Wanua.id – Sebuah flayer yang beredar secara daring menyebut bahwa anggaran tunjangan kinerja (tukin) 2025 telah disetujui sebesar Rp2,5 triliun. Flayer tersebut mencantumkan nama Dirjen Pendidikan Tinggi, Prof. Khairul Munadi, dan menyebut bahwa anggaran ini dialokasikan bagi Dosen ASN di PTN Satker, PTN BLU yang belum menjalankan remunerasi, serta ASN yang bertugas di LLDIKTI, dengan total 33.957 dosen penerima.
Namun, hingga berita ini diturunkan, belum ada konfirmasi resmi dari pihak Prof. Khairul Munadi mengenai kebenaran pernyataan dalam flayer tersebut. Situasi ini dikhawatirkan dapat memicu polemik lebih lanjut, terutama terkait ketidakadilan dalam pemberian tukin antar perguruan tinggi. Banyak pihak menilai bahwa pemerintah perlu segera memberikan klarifikasi resmi guna menghindari kegaduhan di kalangan akademisi.
Ketua Serikat Pekerja Kampus (SPK), Dhia Al Uyun, menegaskan bahwa anggaran tunjangan kinerja (tukin) sebesar Rp2,5 triliun yang telah disetujui pemerintah dinilai tidak wajar. Ia menekankan bahwa tuntutan utama para dosen adalah pemberian tukin secara menyeluruh atau tukin for all bagi seluruh dosen Aparatur Sipil Negara (ASN), sebagaimana diatur dalam regulasi yang telah berlaku sejak 2018.
Menurut Dhia, pembayaran tukin yang hanya diberikan kepada sebagian dosen justru mempertegas kesenjangan di antara tenaga pengajar di perguruan tinggi negeri (PTN). Kebijakan tersebut, kata dia, memperburuk ketidakadilan status dosen ASN yang seakan diatur oleh regulasi yang berbeda-beda. Selain itu, rencana pemerintah yang hanya akan membayar tukin untuk periode 2025 dinilai tidak adil karena mengabaikan hak dosen ASN yang seharusnya sudah menerima tunjangan tersebut sejak 2020.

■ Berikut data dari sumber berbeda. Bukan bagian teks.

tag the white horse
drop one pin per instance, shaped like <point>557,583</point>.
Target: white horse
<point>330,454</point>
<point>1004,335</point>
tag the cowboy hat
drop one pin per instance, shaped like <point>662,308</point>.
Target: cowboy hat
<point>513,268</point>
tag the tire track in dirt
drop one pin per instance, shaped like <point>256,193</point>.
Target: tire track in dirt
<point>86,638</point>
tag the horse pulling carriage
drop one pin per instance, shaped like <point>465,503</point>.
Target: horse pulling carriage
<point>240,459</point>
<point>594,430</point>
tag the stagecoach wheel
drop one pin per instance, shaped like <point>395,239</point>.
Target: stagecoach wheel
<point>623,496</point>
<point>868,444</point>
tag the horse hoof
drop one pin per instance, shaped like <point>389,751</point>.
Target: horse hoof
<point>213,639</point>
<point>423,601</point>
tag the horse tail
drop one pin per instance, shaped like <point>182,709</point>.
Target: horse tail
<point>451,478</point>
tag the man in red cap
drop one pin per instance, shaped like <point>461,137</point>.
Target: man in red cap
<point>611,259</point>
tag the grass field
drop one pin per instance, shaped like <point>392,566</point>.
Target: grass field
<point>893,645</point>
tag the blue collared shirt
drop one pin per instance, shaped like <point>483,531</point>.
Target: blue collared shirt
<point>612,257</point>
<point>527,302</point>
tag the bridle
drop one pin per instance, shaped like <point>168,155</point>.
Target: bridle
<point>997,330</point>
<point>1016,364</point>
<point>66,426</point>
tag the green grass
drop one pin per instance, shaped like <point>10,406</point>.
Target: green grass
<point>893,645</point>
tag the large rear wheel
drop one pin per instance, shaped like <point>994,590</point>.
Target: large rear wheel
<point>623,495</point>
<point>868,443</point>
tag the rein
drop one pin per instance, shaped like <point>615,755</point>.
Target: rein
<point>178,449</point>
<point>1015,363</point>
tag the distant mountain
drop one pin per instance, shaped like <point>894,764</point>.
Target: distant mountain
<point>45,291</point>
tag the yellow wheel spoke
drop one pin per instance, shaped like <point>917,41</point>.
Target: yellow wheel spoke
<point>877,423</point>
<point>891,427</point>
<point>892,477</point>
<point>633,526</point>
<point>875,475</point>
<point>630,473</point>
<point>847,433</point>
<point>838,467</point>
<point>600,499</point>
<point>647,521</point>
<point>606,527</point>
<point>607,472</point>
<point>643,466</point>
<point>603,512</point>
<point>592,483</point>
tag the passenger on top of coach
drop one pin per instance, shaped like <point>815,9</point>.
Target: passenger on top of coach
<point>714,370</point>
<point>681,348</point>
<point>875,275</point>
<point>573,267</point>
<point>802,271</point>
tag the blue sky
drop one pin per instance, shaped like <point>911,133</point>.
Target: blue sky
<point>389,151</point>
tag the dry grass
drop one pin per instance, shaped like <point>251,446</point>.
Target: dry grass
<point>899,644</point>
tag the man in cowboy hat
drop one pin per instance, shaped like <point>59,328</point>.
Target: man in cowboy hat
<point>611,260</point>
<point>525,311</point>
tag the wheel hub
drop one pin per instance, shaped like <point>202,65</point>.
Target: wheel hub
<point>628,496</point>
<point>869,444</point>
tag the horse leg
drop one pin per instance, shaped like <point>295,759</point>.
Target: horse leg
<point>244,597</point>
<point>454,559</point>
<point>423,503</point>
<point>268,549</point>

“Jadi, penghargaan negara terhadap dosen ini tidak ada,” ujar Dhia kepada wartawan beberapa hari yang lalu (3/2/2025). Beliau menyoroti perlunya political will dari pemerintah guna menciptakan kesejahteraan dosen sebagai pekerja kampus yang seharusnya memiliki kesempatan berkehidupan yang layak dan adil.